Keras implementation of RetinaNet for object detection and visual relationship identification
This is the Keras implementation of RetinaNet for object detection as described in Focal Loss for Dense Object Detection by Tsung-Yi Lin, Priya Goyal, Ross Girshick, Kaiming He and Piotr Dollár.
If this repository helps you in anyway, show your love :heart: by putting a :star: on this project :v:
The RetinaNet used is a single, unified network composed of a resnet50 backbone network and two task-specific subnetworks. The backbone is responsible for computing a convolution feature map over an entire input image and is an off-the-self convolution network. The first subnet performs classification on the backbones output; the second subnet performs convolution bounding box regression. The RetinaNet is a good model for object detection but getting it to work was a challenge. I underestimated the high number of classes and the size of the data set but was still able to land a bronze medal (Top 20%) among 450 competitors with some tweaks. The benchmark file is added for reference with the local score for predictions and the parameter used.
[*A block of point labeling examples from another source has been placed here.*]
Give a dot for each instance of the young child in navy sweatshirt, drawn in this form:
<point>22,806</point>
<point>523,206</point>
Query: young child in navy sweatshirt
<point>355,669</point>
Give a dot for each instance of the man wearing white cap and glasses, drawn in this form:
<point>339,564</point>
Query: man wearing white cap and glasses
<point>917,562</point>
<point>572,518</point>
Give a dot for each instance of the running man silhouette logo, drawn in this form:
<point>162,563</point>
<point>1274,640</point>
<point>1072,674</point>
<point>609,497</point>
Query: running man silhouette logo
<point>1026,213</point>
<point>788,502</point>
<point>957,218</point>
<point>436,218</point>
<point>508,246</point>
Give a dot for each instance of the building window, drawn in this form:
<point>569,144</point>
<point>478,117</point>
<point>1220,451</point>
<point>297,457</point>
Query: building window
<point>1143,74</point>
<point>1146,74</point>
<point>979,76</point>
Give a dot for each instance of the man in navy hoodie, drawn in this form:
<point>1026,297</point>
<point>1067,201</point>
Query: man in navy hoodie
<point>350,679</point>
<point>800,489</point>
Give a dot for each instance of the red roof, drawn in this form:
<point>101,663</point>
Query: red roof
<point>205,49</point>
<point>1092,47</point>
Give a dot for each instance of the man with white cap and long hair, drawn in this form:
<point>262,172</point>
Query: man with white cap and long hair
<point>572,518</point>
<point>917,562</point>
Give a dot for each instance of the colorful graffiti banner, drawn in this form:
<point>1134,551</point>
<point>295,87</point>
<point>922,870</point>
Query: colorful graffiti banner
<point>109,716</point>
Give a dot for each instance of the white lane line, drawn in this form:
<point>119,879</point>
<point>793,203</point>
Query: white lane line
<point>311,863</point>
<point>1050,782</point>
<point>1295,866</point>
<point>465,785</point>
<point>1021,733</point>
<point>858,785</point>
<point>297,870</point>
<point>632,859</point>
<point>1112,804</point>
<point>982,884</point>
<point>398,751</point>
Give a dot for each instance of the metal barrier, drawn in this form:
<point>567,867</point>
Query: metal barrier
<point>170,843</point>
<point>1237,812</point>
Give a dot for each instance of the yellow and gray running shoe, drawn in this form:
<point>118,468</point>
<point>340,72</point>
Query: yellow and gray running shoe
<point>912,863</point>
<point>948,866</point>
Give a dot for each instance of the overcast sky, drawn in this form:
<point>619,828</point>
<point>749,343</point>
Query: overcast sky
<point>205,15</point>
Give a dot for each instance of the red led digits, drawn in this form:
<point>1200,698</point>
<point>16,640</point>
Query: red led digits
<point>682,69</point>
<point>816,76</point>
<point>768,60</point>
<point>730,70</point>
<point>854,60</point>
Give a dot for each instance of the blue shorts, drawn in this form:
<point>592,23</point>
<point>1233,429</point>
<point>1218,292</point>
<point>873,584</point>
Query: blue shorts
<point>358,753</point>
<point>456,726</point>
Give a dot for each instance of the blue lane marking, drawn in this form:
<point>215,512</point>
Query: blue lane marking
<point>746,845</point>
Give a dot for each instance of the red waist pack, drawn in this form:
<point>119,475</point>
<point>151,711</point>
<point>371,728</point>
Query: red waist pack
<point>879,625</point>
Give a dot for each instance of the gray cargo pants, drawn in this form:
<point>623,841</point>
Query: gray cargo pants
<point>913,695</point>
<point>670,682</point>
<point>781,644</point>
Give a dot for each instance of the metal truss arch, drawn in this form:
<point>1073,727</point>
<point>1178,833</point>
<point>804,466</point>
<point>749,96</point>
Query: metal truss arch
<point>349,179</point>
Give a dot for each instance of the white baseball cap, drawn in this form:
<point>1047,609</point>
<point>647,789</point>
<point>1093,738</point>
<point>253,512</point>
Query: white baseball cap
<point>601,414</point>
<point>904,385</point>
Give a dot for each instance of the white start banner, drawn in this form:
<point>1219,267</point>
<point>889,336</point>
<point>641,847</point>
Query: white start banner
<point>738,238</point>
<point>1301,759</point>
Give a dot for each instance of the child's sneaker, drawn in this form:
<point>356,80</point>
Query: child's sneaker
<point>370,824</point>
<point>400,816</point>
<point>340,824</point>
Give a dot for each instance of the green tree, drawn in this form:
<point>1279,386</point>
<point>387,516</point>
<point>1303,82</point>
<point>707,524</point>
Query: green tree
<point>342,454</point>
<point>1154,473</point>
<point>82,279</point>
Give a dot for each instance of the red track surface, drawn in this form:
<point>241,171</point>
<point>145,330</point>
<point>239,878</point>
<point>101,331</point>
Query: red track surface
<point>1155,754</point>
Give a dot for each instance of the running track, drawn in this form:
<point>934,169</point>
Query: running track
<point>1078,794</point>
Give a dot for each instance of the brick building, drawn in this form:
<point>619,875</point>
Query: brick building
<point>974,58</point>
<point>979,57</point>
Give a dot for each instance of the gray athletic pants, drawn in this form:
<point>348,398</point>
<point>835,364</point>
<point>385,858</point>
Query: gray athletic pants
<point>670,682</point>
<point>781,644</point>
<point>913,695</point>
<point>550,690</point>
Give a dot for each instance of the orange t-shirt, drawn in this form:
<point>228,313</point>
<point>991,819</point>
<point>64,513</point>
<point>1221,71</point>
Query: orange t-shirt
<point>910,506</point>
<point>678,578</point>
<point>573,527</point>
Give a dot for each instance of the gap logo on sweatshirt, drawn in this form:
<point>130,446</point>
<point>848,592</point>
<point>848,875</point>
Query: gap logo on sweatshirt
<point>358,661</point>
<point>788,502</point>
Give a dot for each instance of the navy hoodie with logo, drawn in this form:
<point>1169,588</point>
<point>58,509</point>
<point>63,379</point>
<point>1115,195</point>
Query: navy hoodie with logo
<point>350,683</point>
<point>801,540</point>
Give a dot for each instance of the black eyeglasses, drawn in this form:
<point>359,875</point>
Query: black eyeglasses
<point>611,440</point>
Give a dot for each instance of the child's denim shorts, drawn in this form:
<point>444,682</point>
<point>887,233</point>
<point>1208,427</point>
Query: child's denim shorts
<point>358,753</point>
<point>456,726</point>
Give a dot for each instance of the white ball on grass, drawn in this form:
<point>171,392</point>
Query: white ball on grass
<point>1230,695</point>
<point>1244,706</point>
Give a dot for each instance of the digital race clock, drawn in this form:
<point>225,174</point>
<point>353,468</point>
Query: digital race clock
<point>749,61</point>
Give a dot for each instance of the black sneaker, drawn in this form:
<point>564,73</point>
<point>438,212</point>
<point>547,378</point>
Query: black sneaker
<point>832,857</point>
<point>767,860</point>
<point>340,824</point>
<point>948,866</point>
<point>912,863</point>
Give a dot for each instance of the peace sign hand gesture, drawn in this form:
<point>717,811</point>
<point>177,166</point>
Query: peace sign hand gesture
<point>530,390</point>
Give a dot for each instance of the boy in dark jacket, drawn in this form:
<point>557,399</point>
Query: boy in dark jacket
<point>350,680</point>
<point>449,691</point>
I focused on Object detection and used a simple multi class linear regressor for relationship prediction. Unlike the usual approach of using a LSTM, I experimented with a Random Forest Classifier and a Multi Output Classifier from sklearn just to prove LSTM doesn't have much intelligence behind it and it was just a statistical tool. And the local classification scores proved I was right with giving me an accuracy greater than 90%. And since my visual relationship was based on how good my object detector performed I was not able to get a better score but with this model I was able to land a bronze model (Top 30%) among 230 competitors.
The build was made for the Google AI Object Detection and Visual Relationship Kaggle challenge so if you are using this project on Googles' Open Image data set follow the instructions below to run the module. Also the code is written in such a way that you can take individual modules to build a custom model as per your needs. So when you install the model, make sure you turn the imports into absolute imports or follow the Folder Structure shown below.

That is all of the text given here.